Sharding functions

The sharding function inside PgDog transforms column values in SQL queries to specific shard numbers, which are in turn used for routing queries to one or more databases in the configuration.

How it works

The PgDog sharding function is based on PostgreSQL declarative partitions. This choice is intentional: it allows data to be sharded both inside PgDog and inside PostgreSQL, with the use of the same partition functions.

PgDog supports all three PostgreSQL partition functions and uses them for sharding data between nodes:

Function	Description
Hash	`PARTITION BY HASH` function, using a special hashing function implemented by both PgDog and Postgres.
List	`PARTITION BY LIST` function, used for splitting rows by an explicitly defined mapping of values to shard numbers.
Range	`PARTITION BY RANGE` function, similar to list sharding, except the mapping is defined with a bounded range.

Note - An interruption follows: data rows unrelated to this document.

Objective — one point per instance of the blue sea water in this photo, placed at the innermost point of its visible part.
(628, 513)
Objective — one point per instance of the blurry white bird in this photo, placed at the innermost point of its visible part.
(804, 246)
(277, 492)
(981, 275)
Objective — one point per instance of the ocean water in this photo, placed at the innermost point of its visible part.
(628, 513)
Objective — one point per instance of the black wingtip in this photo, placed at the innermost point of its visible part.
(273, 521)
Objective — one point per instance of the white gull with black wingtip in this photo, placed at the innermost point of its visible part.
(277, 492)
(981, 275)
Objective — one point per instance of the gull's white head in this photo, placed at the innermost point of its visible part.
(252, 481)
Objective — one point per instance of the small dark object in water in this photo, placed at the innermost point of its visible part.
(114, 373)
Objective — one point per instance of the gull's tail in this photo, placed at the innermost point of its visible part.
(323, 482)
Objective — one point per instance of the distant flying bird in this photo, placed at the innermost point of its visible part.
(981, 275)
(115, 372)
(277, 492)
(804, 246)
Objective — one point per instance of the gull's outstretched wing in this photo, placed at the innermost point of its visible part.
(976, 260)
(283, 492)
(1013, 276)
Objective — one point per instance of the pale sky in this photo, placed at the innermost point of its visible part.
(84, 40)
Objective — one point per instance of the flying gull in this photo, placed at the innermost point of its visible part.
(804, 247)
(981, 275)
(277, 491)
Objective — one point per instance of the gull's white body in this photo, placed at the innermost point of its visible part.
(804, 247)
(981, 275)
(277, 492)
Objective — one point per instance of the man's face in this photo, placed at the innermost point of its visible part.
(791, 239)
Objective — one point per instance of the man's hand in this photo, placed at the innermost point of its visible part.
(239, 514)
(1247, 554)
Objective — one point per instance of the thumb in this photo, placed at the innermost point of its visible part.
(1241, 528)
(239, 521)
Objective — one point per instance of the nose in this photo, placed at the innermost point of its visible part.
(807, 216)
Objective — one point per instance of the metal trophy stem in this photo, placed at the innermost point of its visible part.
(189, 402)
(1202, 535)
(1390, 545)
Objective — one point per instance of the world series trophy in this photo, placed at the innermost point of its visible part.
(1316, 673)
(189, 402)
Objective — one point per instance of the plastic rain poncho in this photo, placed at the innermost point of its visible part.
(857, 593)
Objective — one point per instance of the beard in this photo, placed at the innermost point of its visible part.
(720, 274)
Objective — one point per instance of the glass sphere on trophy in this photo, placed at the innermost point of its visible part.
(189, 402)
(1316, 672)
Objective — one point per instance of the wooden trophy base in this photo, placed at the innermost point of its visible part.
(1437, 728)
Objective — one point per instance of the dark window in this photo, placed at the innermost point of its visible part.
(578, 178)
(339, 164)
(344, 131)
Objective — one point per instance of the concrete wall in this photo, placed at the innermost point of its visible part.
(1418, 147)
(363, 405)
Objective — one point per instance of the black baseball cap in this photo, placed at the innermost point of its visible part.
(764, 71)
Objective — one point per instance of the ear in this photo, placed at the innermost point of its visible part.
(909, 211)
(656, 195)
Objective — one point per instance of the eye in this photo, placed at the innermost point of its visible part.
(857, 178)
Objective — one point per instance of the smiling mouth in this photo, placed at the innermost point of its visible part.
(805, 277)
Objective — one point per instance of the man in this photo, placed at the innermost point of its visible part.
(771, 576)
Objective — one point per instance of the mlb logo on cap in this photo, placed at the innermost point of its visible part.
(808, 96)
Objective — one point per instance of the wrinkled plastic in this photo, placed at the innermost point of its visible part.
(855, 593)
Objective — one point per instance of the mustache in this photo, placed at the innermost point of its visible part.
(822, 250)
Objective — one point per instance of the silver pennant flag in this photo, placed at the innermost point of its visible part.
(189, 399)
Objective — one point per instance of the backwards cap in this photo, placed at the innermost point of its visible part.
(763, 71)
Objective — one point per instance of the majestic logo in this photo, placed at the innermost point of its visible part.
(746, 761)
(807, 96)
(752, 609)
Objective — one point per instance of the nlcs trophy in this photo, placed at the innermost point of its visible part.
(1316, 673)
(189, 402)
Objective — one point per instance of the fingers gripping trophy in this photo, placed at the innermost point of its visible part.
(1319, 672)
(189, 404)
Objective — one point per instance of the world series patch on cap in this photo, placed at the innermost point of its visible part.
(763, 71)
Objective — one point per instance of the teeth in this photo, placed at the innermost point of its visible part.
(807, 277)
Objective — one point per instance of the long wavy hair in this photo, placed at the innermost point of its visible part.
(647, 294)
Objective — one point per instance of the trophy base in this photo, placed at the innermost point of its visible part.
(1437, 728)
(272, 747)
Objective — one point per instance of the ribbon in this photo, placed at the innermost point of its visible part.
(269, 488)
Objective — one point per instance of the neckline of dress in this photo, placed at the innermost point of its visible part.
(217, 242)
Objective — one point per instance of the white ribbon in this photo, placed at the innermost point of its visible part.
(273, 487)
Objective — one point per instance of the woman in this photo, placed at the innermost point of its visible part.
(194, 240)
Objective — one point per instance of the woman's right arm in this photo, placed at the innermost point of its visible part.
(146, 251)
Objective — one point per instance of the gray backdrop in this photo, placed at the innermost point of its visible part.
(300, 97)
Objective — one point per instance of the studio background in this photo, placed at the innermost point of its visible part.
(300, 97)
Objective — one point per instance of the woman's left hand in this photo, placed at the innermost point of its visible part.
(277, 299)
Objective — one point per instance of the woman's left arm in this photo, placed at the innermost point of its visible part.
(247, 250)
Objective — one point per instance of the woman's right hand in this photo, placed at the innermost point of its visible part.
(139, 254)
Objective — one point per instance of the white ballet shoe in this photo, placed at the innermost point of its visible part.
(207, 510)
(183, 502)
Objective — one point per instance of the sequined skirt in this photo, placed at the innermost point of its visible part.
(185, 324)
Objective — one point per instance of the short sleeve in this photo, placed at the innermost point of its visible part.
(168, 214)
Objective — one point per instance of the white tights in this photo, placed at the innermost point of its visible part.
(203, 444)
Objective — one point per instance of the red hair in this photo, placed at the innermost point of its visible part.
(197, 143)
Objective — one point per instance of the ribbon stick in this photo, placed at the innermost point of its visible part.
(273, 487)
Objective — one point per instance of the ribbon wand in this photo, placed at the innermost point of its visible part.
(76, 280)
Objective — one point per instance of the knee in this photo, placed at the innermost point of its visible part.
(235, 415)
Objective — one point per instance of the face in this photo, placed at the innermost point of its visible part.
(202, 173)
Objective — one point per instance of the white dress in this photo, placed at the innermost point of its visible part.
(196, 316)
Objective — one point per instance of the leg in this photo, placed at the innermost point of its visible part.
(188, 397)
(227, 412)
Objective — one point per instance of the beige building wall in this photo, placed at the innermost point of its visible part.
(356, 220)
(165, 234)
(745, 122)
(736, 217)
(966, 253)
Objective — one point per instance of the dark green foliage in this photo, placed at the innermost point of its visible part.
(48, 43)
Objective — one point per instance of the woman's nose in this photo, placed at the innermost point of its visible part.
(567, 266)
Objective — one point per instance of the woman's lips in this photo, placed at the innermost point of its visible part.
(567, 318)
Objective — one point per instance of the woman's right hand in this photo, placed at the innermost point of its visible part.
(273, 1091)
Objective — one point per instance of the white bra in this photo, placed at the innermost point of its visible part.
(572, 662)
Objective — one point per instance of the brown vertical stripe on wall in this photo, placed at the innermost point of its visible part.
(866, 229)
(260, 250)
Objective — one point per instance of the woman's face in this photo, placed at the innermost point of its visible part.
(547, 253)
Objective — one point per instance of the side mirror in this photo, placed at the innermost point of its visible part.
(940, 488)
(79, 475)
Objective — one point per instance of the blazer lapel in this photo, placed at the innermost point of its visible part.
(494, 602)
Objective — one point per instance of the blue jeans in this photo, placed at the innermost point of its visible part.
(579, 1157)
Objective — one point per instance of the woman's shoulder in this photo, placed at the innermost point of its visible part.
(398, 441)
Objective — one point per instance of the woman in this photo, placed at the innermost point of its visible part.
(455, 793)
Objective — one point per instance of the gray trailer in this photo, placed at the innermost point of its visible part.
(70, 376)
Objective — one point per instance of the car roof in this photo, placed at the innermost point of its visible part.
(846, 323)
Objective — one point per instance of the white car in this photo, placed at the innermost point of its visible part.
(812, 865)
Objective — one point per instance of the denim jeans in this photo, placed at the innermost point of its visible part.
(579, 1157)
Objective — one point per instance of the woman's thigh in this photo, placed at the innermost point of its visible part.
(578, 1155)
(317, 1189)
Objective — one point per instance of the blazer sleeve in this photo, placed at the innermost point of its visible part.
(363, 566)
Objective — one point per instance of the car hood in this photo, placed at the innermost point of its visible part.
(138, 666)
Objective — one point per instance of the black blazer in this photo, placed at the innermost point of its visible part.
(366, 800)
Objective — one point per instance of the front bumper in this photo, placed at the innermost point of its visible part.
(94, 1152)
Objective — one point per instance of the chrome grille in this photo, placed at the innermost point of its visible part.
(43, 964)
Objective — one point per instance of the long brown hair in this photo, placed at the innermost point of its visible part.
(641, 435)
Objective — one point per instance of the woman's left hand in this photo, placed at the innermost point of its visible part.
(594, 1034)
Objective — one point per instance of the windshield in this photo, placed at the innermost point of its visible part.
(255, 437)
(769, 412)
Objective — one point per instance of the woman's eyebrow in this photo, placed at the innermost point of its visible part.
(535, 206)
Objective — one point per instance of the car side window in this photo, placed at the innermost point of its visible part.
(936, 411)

The sharding functions are configurable in pgdog.toml on a per-table and/or per-column basis.

Multiple sharding functions

Since sharding is configured for each table or column name, this allows storing tables with different sharding functions in the same database.

While this works for some cross-shard queries, joins between tables using a different sharding function are not possible for direct-to-shard queries.

Hash

The hash function evenly distributes data between all shards. It ingests bytes and returns a single 64-bit unsigned integer which we then modulo by the number of shards in the configuration.

hash(user_id) mod shards

The hash function is used by default when configuring sharded tables in pgdog.toml:

[[sharded_tables]]
database = "prod"
column = "user_id"
data_type = "bigint"

All queries referencing the user_id column will be automatically sent to the matching shard(s) and data in those tables will be split between all data nodes evenly. See below for a list of supported data types. Each can be specified as follows:

IntegersTextUUID

Integer types

Different integer types are treated the same by the query router. If you're using BIGINT, INTEGER or SMALLINT as your sharding key, you can specify bigint in the configuration:

data_type = "bigint"

Text types

VARCHAR, VARCHAR(n), and TEXT use the same encoding and are treated the same by the query router. For either one, you can specify varchar in the configuration:

data_type = "varchar"

UUID types

Only UUIDv4 is currently supported for sharding in the query router.

data_type = "uuid"

List

The list sharding function distributes data between shards according to a value <-> shard mapping. It's useful for low-cardinality sharding keys, like country codes or region names, or when you want to control how your data is distributed between the data nodes. The most common use case for this is multitenant systems.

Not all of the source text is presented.